Des chocs de prix importants sur des partenaires clés
L'analyse de la volatilité (coefficient de variation) et des événements de choc révèle des épisodes de forte instabilité. Le plus notable est le choc de prix à l'exportation vers le Royaume-Uni en 2020 : avec un décalage de 300 % et une part de 22,1 % de la valeur, il correspond probablement à des flux exceptionnels liés au Brexit ou à des ventes de collection majeures. Un choc de prix massif (+736 %) est également détecté pour les exportations vers la Fédération de Russie en 2023, probablement lié à la détérioration des relations commerciales. Ces événements montrent que la valeur du commerce de collection est fortement dépendante de transactions isolées de très grande envergure.
Une spécialisation très inégale des États membres
L'indice de spécialisation (RSCA) pour 2025 montre une hétérogénéité extrême au sein de l'UE. Malte se distingue par un niveau de spécialisation hors norme (RSCA = 0,97), signifiant que ses exportations dans le code 9705 sont extrêmement concentrées par rapport à la moyenne de ses autres exportations. La Belgique (RSCA = 0,58) possède également une spécialisation marquée, contribuant à 32 % de la production (via les exportations) de l'UE dans ce secteur avec seulement 8,5 % du commerce total. À l'inverse, des pays comme la Slovaquie, la Hongrie ou la Suède montrent un RSCA proche de -1, indiquant une quasi-absence de production ou d'exportation propre dans ce segment.

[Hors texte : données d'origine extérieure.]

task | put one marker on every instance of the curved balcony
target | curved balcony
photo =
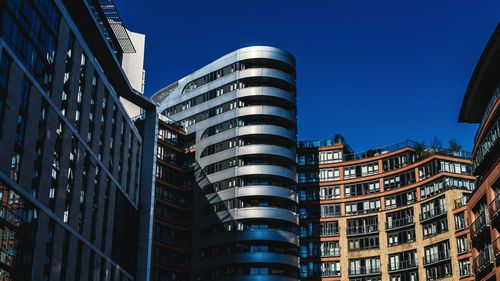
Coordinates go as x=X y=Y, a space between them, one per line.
x=249 y=170
x=330 y=252
x=252 y=213
x=251 y=149
x=273 y=130
x=254 y=235
x=254 y=257
x=253 y=191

Des échanges intra-UE dynamiques comme miroir du marché mondial
Les données des principaux reporters (pays membres) révèlent des dynamiques internes. La France est le premier exportateur intra-UE (102 millions d'euros) et le premier importateur (265 millions d'euros), confirmant son rôle de plaque tournante pour le commerce de l'art et des collections. L'Allemagne suit de près. La Pays-Bas a connu une croissance phénoménale de ses exportations intra-UE (+1 173 %), devenant le troisième exportateur, tandis que ses importations intra-UE se sont effondrées (-73,2 %). Cette réorientation vers l'exportation suggère une reconfiguration des hubs logistiques et commerciaux au sein du marché unique.
Conclusion
Entre 2015 et 2025, le marché européen des objets de collection (CN 9705) a connu une profonde mutation. L'UE a renforcé son rôle d'exportateur, notamment de pièces de grande valeur, tout en important des volumes plus restreints mais à des prix nettement plus élevés, reflétant une quête de raretés. La carte des échanges a été redessinée par l'irruption massive du Royaume-Uni comme partenaire principal et par une diversification générale des sources d'approvisionnement. Ce marché reste cependant intrinsèquement volatil, sensible aux chocs liés à des transactions exceptionnelles et aux contextes géopolitiques. Enfin, la spécialisation au sein de l'UE est extrêmement concentrée sur quelques États membres (Malte, Belgique, France, Allemagne), tandis que les hubs commerciaux comme les Pays-Bas gagnent en importance à l'export. L'avenir de ce marché niche mais à haute valeur ajoutée dépendra de facteurs réglementaires (exportations de biens culturels), économiques (pouvoir d'achat des collectionneurs) et géopolitiques.